Afrika Bambaataa is considered the godfather of hip hop culture and was instrumental in the rise of electro funk and break-beat deejaying beginning in the 1980s. His involvement with Bronx street gang the Black Spades in their transformation into community activists is legendary, as is his founding of the internationally known hip hop organization Universal Zulu Nation. Bambaataa is responsible for spreading and popularizing hip hop’s unmistakable sounds and beats alongside its culture throughout the world.

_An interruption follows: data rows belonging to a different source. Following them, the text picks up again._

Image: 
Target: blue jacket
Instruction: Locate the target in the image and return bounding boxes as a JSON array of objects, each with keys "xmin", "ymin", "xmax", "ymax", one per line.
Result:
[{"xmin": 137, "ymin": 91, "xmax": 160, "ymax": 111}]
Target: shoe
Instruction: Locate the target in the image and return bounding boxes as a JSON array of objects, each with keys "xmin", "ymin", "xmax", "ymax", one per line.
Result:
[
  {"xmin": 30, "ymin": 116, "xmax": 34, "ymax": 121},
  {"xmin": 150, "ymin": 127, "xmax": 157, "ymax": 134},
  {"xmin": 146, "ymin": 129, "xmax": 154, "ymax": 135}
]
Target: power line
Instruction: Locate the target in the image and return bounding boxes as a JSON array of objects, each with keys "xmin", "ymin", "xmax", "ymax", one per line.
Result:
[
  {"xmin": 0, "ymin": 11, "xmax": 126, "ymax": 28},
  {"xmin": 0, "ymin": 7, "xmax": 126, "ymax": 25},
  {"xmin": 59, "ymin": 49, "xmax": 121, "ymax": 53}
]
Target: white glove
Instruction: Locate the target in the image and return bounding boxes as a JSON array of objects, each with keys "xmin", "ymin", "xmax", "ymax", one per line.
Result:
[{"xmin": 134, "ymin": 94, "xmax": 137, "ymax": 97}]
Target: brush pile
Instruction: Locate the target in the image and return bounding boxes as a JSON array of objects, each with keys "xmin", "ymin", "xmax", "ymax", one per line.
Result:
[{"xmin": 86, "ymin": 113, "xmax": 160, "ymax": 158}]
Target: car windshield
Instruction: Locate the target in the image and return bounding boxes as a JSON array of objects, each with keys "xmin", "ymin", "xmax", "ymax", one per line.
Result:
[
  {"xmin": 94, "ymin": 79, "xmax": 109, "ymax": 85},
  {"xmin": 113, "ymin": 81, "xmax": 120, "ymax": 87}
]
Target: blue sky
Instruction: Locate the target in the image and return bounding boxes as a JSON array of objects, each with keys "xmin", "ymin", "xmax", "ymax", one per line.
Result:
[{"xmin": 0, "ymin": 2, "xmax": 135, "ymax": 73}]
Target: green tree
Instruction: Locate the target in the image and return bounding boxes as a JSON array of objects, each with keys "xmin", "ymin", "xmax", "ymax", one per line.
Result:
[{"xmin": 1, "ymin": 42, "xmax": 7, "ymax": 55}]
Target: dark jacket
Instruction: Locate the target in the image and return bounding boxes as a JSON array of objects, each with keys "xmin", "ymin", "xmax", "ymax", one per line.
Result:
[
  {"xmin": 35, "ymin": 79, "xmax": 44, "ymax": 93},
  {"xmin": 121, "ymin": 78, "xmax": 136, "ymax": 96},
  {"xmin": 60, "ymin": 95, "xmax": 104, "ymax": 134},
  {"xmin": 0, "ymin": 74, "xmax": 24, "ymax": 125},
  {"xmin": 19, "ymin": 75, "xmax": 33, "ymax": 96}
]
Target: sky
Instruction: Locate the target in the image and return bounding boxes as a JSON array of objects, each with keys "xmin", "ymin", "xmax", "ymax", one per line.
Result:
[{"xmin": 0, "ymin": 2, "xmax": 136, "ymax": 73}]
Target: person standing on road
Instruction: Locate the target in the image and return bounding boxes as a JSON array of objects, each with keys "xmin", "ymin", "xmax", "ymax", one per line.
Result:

He is among the most influential American DJs of all time.
Due to his early use and mixing of drum machines and computer sounds, Bambaataa created signature beats (such as his first widely popular single “Planet Rock” of 1982), which helped fuel the development of other musical genres such as Freestyle or Latin Freestyle, Miami Bass, Electronica, House, Hip House, and early Techno. He has consistently made records nationally and internationally, spanning the 1980s into the 2000s.
In 2012 Afrika Bambaataa was appointed to a three-year term as a Visiting Scholar at Cornell University.
The Afrika Bambaataa Master Of Records Archive will reside as part of the Cornell University Library Hip Hop Collection, the largest collection of Hip Hop culture in the world.